Both tables have the same amount of rows:
mysql> SELECT COUNT(*) FROM fox_owners;
+----------+
| COUNT(*) |
+----------+
| 118950 |
+----------+
The table itself is configured the same way in both cases:
mysql> SHOW CREATE TABLE fox_owners;
+------------+-------------------------------------------------------+
| Table | Create Table |
+------------+-------------------------------------------------------+
| fox_owners | CREATE TABLE `fox_owners` (
`name` mediumtext,
`owner_id` bigint NOT NULL,
PRIMARY KEY (`owner_id`)
) ENGINE=InnoDB DEFAULT CHARSET=utf8mb4 COLLATE=utf8mb4_0900_ai_ci |
+------------+-------------------------------------------------------+
So far so good, right?
However, the table sizes are different. The original:
+----------+----------------------+------------+
| Database | Table | Size in MB |
+----------+----------------------+------------+
| stam_db | fox_owners | 5582.52 |
The restored one:
+----------+----------------------+------------+
| Database | Table | Size in MB |
+----------+----------------------+------------+
| stam_db | fox_owners | 5584.52 |
The restored one is 2MB bigger! However, what's really bugging me, is the change in cardinality of the indexes between the 2 tables.
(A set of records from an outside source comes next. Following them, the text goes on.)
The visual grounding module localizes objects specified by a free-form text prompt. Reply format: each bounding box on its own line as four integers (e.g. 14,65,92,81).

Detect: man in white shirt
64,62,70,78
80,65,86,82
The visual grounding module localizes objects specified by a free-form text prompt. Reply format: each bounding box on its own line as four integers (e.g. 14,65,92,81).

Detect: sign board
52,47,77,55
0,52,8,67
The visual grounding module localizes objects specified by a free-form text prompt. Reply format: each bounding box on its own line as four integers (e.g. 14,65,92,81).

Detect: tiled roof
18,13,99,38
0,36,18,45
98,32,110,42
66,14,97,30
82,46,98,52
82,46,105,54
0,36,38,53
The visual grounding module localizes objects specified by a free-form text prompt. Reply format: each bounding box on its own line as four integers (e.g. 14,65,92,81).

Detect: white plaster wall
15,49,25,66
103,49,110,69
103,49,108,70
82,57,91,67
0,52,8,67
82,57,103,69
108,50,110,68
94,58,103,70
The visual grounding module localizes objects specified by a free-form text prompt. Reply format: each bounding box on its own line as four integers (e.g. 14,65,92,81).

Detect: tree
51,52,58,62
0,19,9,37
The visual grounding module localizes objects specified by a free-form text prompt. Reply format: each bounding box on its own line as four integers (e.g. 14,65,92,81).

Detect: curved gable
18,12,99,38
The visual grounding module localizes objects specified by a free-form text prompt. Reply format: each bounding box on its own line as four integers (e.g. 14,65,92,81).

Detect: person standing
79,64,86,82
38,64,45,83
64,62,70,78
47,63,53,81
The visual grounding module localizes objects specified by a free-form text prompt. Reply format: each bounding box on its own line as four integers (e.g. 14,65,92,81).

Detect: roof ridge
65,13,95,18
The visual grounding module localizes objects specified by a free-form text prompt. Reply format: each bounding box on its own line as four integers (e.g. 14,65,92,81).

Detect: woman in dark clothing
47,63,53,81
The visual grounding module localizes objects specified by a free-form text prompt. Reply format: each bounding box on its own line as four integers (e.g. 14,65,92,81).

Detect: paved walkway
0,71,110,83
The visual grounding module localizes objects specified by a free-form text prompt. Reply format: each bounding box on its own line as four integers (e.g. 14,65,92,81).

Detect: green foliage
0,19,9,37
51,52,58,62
Original:
mysql> SHOW INDEX FROM fox_owners;
+------------+------------+----------+--------------+-------------+-----------+-------------+----------+--------+------+------------+---------+---------------+---------+------------+
| Table | Non_unique | Key_name | Seq_in_index | Column_name | Collation | Cardinality | Sub_part | Packed | Null | Index_type | Comment | Index_comment | Visible | Expression |
+------------+------------+----------+--------------+-------------+-----------+-------------+----------+--------+------+------------+---------+---------------+---------+------------+
| fox_owners | 0 | PRIMARY | 1 | owner_id | A | 118728 | NULL | NULL | | BTREE | | | YES | NULL |
+------------+------------+----------+--------------+-------------+-----------+-------------+----------+--------+------+------------+---------+---------------+---------+------------+
Restored:
mysql> SHOW INDEX FROM fox_owners;
+------------+------------+----------+--------------+-------------+-----------+-------------+----------+--------+------+------------+---------+---------------+---------+------------+
| Table | Non_unique | Key_name | Seq_in_index | Column_name | Collation | Cardinality | Sub_part | Packed | Null | Index_type | Comment | Index_comment | Visible | Expression |
+------------+------------+----------+--------------+-------------+-----------+-------------+----------+--------+------+------------+---------+---------------+---------+------------+
| fox_owners | 0 | PRIMARY | 1 | owner_id | A | 117518 | NULL | NULL | | BTREE | | | YES | NULL |
+------------+------------+----------+--------------+-------------+-----------+-------------+----------+--------+------+------------+---------+---------------+---------+------------+
Why would cardinality drop from 118728 to 117518? If the restored table is less unique than the original - isn't this a clear sign that this table is different? How can I verify that these 2 tables in separate RDS databases have identical content?
And shouldn't the cardinality be 118950 in both of them anyway, since for a table with a single primary key column, the cardinality must be equal to the number of rows in the table?
I've ran ANALYZE TABLE on both tables, the values didn't change.